The most significant determiner of how much video can be offloaded using the cellular data link is the available bandwidth from the cellular service provider. This bandwidth can vary widely across a geographical region and is independent of signal strength (bandwidth may be low even when the signal is strong). When the upload bandwidth is consistently ample (say 15Mbps or higher) across a service area, it is possible for most or all of a vehicle’s recorded video to be uploaded using only the cellular data link. However, the upload bandwidth is often much lower and can vary widely across the service area to a point where little or no video may be uploaded in a given time.
Here are some online tools to see cellular providers and their coverage with 3G or 4G.
4G/LTE or 3G?
Is 3G enough, or does your agency need 4G/LTE?
The faster speeds are better, as it gets the video uploaded and viewable faster. 3G theoretical maximum speeds are about 21 Mbps. With a moving vehicle, those speeds are drastically decreased (sometimes down to 300 Kbps). On average, WatchGuard has seen between 300Kbps and 3 Mbps with a 3G connection. Each provider will be different. The 4RE in-car system or VISTA body camera can upload with those speeds between 1 and 3 Mbps. However, the amount of data created will need to be monitored closely. WatchGuard recommends that a WiFi connection is also used in this configuration to allow upload to finish in a WiFi hotspot area.
FirstNet is another tool to help with uploading video. If utilizing a FirstNet SIM card, the upload speeds can be more consistent. The WatchGuard system is compatible with FirstNet.
There are two main system configurations to support video upload over cellular data link. The physical components are similar, but there are different ways to implement this configuration.

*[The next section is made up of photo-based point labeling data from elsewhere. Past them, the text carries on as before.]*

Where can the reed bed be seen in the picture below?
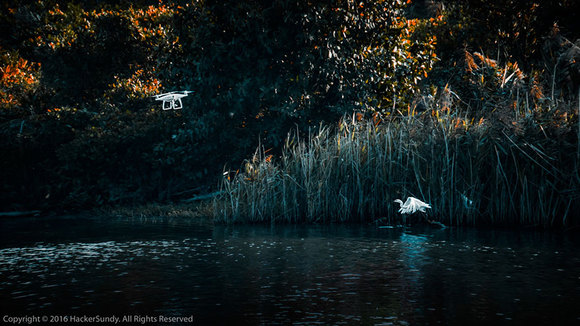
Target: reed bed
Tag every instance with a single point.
(471, 172)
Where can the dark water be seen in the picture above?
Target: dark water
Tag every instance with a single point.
(287, 274)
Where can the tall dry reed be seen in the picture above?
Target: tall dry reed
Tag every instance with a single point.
(471, 173)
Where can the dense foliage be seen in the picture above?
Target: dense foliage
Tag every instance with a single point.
(79, 127)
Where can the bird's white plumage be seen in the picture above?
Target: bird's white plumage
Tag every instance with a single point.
(412, 205)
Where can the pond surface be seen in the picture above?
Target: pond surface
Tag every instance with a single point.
(308, 275)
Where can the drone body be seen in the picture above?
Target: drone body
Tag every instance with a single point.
(172, 100)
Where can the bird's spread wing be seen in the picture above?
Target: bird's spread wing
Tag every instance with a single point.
(413, 204)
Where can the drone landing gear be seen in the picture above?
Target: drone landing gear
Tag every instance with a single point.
(175, 104)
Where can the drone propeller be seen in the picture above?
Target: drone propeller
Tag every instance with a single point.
(171, 100)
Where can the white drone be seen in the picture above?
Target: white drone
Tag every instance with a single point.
(172, 100)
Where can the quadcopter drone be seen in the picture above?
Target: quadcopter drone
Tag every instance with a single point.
(172, 100)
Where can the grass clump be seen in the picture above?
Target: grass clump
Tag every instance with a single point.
(471, 171)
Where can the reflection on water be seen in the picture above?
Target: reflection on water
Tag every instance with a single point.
(299, 274)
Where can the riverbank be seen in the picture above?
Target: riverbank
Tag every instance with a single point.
(517, 172)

The first configuration uses a mobile gateway or dedicated modem with Ethernet ports. This option is desirable for customers who are looking to add mobile gateway devices (e.g. Sierra Wireless MP70, MG90, Cradle Point IBR900) or already have a similar device. The 4RE in-car system would connect via Ethernet to that device. The mobile gateway would try to connect via WiFi first, and if it isn’t available, connect to the cellular tower instead for uploading video. Then it would upload to the backend video management system Evidence Library.
The second configuration uses the MDC with a USB dongle, embedded SIM card, or “MiFi” device. The second configuration is desirable for agencies with a low budget for cellular upload and would like to keep the in-car hardware the same or with a minimal change.

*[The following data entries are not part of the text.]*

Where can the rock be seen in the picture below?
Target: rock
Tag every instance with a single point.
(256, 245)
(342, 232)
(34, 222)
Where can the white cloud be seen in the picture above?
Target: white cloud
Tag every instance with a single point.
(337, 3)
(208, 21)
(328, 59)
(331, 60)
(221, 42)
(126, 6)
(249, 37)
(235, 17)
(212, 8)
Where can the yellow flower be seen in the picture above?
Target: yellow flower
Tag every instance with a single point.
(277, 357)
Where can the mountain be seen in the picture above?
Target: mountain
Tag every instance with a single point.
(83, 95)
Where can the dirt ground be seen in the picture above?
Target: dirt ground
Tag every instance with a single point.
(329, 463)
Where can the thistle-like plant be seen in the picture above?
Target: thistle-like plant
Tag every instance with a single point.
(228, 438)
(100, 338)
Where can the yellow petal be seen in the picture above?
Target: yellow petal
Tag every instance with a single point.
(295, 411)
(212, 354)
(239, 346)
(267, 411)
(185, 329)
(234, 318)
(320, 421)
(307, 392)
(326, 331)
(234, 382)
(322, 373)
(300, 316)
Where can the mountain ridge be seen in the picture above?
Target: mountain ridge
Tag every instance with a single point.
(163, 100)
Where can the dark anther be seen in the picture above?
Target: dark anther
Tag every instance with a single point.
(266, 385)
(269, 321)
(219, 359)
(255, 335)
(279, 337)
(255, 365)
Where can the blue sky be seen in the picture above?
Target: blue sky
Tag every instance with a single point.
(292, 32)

The 4RE in-car system would be configured to connect to the MikroTik Groove client for upload via WiFi and the laptop for cellular upload. The system is configured to connect to agency’s WiFi access point via MikroTik WiFi radio, and if WiFi isn’t available, then connect to the cellular tower via the MiFi or other cellular connection for uploading video. Then it would upload to the backend video management system Evidence Library.

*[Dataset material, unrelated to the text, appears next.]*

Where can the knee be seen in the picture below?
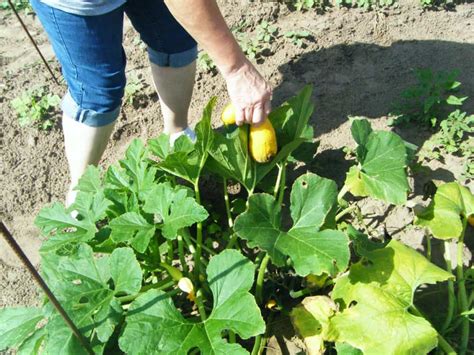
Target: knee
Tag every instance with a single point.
(95, 101)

Since most of the video uploading is evidence, the system is designed to upload the video with encryption. The encryption can be done by two different methods:
- Stunnel as the encryption method. WatchGuard would install and configure this option.
- A FIPS 140-2 compliant application to encrypt upload traffic.
- WatchGuard Technical Services can help with the implementation plan.
- Utilize a VPN for the encryption method.
- The VPN client would be installed on the mobile gateway device or on the MDC laptop.